Having just succeeded in passing legislation imposing restrictions on class-action lawsuits, the Republican-controlled Congress is fast about seeing to the rest of President Bush’s real agenda — one that would impose severe constraints on the rights of Americans to seek legal redress.
We refer to the president’s “real” agenda, because in the judgment of many, Bush won reelection last November based on the voters’ sense that he saw things their way on a whole host of moral and social issues — none of which, as it turns out, were prominently featured in the president’s State of the Union address, and none of which ended up on the congressional calendar for immediate action.
It is difficult to disagree with those who see Bush as having played bait-and-switch with the so-called Red States. What is obvious, in any case, is that the issues that are on the calendar at the president’s behest have never commanded much public support, in the heartland or anywhere else. Besides several misnamed “tort reform” measures, these include: “tax reform” of the sort we have already seen several times over, creating new loopholes for the wealthy; Bush’s plan to privatize Social Security; and, on the docket as of this week, his intent to strike away those provisions in the bankruptcy laws that protect ordinary Americans.

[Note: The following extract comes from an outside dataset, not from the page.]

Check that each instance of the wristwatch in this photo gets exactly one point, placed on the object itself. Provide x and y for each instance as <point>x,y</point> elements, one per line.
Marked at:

The bankruptcy measure would even take away those provisions of existing law which give a modicum of protection to citizens whose debt has become uncontrollable because of medical emergency or loss of job. Democrats in Congress also proposed an exception for those on active duty in the military, but the Republicans would have none of it. But the bill does reinforce and expand those loopholes which shelter corporate bankruptcies. It’s “compassionate conservatism” at its finest.
It has been observed more than once in recent months that the aim of the Bush administration and its allies in Congress is to reap the New Deal. They’re on the way, not only to that but to the creation of something else to take its place: a Raw Deal.